GIGGLE’s potential for high scalability is based on two factors. First, identifying the number of overlaps between a query and any given annotation file is determined entirely within the unified index, thus eliminating the inefficiencies of existing methods, which must instead open and inspect the underlying data files. Second, the B+tree structure minimizes disk reads; this is vital to performance since databases of this scale will grow beyond the capacity of main memory and must be stored on disk. To measure GIGGLE’s query performance, we created an index of the ChromHMM6 annotations curated by the Roadmap Epigenomics Project (Roadmap) from 127 tissues and cell lines. Each genome was segmented into 15 genomic states, yielding over 55 million intervals in the resulting GIGGLE index. When testing query performance with a range of 10 to 1,000,000 query intervals, a GIGGLE was 2,336X faster than TABIX and 25X faster than BEDTOOLS (Figure 1b) for the largest comparison. Similarly, using an index of 5,603 annotation files for the human genome (hg19, a total of 6.9 billion intervals) from the UCSC Genome browser, GIGGLE was up to 345X faster than TABIX and 8X faster than BEDTOOLS (Figure 1c).
Speed is essential for searching data of this scale, but, as with internet searches, it is arguably more important to rank order results by their relevance to the set of query intervals. Ranking requires a metric that quantifies the degree of similarity between the query intervals and each interval file in the GIGGLE index. Monte Carlo (MC) simulations are commonly used in genomics analyses7,8 to compare the observed number of intersections to a null distribution of intersections obtained by randomly shuffling intervals thousands of times and testing the number of intersections in each trial. While MC simulations are an effective method for pairs of interval sets, they are computationally intractable for large-scale datasets since thousands of permutations are required for each interval file.
GIGGLE eliminates this complexity by estimating the significance and enrichment between the query intervals and each indexed interval file with a Fisher’s Exact Test and the odds ratio of a 2×2 contingency table containing the number of intervals that are in (1) both the query and indexed file, (2) solely the query file, (3) solely the indexed file, and (4) neither the query file nor the indexed file. The first three values are directly computed with a GIGGLE search, and the last value is estimated by the difference between the union of the two sets and the quotient of the mean interval size of both sets and the genome size. These estimates are well correlated with the Monte Carlo results (Figure 1d, Figure 1e) and have the favorable property of near instant computation.

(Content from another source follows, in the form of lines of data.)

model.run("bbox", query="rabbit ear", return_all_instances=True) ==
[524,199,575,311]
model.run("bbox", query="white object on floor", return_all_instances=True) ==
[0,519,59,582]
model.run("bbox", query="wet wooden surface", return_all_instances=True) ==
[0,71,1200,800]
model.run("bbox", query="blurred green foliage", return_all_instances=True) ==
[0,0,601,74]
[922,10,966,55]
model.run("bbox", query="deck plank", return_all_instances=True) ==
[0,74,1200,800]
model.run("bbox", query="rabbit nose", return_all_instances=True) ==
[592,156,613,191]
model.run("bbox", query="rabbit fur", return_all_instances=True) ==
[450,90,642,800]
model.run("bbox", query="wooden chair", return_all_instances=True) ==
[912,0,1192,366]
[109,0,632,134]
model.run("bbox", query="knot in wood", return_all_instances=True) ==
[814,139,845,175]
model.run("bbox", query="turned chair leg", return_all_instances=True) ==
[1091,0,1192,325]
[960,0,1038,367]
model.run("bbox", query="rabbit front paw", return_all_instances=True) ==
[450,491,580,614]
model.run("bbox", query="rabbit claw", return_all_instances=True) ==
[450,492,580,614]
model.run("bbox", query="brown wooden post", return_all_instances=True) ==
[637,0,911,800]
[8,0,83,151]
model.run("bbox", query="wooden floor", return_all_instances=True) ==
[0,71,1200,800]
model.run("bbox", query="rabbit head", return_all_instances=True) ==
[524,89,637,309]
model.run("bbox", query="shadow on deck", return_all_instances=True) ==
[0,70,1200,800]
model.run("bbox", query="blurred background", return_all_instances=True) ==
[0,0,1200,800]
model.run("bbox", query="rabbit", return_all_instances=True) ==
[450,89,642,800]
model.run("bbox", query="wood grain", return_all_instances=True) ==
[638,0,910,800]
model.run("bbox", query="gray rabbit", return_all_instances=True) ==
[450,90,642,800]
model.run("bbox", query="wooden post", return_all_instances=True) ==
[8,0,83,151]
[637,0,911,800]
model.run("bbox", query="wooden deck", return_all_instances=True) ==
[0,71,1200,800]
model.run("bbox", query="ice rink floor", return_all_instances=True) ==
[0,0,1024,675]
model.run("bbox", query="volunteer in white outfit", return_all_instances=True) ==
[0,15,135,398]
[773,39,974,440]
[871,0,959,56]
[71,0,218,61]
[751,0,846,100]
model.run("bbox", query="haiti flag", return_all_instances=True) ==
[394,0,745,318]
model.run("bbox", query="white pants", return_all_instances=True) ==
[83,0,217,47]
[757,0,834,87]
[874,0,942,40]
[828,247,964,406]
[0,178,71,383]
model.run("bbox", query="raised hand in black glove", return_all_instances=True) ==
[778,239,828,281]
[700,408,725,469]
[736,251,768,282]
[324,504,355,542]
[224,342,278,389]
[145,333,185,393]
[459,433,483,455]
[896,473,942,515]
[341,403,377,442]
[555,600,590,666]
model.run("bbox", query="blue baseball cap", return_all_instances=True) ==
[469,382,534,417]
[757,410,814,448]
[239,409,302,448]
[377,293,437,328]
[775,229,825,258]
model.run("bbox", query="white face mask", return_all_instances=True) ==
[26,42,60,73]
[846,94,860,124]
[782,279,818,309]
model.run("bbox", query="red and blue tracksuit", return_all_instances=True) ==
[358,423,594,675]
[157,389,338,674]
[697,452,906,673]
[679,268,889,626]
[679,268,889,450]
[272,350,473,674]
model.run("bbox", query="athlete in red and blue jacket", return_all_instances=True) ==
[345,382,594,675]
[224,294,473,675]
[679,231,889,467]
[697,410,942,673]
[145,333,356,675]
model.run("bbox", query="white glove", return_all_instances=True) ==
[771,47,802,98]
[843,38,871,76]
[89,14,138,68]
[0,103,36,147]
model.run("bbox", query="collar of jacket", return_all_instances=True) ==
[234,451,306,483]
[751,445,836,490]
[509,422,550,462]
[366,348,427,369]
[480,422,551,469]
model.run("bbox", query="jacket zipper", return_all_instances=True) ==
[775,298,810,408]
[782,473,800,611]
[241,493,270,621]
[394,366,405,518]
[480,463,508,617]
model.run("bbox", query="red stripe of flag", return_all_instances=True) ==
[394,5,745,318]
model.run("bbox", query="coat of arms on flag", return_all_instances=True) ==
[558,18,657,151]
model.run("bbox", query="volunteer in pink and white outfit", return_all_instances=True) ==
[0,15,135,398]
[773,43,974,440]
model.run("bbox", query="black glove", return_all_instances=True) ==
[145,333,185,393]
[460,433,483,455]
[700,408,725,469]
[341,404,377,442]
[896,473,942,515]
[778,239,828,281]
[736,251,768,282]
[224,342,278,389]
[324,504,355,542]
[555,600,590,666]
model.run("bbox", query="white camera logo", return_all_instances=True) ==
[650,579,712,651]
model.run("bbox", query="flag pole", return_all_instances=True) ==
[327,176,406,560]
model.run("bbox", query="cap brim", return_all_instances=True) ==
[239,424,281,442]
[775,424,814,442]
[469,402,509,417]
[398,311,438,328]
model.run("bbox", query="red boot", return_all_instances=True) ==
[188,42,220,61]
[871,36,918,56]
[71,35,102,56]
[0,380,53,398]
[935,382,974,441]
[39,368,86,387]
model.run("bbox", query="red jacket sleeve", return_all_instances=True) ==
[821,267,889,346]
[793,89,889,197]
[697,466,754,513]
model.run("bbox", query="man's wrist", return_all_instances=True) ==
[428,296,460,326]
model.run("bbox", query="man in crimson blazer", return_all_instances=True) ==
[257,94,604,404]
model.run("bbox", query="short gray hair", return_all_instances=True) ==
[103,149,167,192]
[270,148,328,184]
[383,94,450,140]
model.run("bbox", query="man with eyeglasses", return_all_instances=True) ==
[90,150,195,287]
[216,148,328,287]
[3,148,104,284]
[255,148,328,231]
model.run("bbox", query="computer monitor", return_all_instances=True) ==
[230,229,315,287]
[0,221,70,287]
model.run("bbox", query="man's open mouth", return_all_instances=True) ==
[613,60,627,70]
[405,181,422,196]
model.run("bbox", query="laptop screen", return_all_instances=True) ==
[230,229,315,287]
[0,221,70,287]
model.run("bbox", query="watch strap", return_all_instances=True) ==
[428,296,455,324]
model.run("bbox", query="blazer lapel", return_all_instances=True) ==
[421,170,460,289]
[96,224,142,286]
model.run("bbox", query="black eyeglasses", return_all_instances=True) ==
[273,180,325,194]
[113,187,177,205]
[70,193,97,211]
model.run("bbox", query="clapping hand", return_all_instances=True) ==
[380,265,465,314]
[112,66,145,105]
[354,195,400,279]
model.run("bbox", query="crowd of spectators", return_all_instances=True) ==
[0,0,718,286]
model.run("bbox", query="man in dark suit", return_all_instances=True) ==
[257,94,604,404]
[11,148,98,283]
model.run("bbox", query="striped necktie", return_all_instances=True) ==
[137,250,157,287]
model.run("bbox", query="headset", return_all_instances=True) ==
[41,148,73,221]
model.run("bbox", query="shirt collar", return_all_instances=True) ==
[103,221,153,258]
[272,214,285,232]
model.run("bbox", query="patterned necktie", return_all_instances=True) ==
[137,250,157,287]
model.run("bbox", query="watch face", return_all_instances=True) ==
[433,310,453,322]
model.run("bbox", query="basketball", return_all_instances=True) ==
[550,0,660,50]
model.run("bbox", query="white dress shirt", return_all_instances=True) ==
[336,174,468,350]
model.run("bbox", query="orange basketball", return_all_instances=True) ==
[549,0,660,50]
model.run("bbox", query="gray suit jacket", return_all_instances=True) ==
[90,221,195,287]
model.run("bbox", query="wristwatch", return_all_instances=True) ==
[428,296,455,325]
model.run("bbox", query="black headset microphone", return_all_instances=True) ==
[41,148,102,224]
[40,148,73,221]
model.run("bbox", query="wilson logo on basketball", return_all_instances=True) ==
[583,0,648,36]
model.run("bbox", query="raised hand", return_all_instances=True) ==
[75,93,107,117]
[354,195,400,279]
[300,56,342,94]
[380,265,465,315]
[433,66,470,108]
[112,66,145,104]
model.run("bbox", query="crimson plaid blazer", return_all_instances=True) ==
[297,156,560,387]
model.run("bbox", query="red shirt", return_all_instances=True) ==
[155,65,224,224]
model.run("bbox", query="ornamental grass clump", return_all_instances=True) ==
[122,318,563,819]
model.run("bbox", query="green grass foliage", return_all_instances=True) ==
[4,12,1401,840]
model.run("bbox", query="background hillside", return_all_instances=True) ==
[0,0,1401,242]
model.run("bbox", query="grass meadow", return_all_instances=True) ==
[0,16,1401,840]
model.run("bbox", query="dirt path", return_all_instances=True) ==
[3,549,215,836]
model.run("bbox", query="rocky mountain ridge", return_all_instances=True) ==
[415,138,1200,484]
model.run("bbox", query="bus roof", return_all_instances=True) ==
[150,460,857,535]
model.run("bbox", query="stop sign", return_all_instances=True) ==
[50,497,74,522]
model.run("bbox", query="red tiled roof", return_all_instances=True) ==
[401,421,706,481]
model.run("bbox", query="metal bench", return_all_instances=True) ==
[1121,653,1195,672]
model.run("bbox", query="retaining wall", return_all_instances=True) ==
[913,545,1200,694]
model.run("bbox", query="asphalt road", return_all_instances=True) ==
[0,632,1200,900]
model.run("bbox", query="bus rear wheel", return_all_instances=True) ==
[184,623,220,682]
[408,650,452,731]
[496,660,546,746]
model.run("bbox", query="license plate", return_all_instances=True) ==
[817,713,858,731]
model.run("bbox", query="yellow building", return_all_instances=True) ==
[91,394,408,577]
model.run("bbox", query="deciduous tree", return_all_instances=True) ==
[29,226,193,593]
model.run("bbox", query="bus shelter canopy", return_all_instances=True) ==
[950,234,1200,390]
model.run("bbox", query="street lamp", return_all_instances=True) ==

GIGGLE ranks query results by a composite of the product of −log10(p-value) and log2(odds ratio). This “GIGGLE score” avoids some of the issues that arise when using only p-values to select top hits. In MC simulations, the proportion of values that are more extreme than the observation (i.e., the p-value) is highly dependent on the variance of the trials. When the variance MC distribution is low, observations that are only marginally larger than the expected value may be significant, yet not interesting biologically. For example, one result from the search of MyoD ChIP-seq peaks against Roadmap had a low enrichment (1.7X), but the variance of the MC simulations was also low (88.36) making the observation significant (p < 0.001). Similarly, when the MC distribution variance is high, large enrichments may not reach significance. These effects are mitigated by combining significance and enrichment into the GIGGLE score.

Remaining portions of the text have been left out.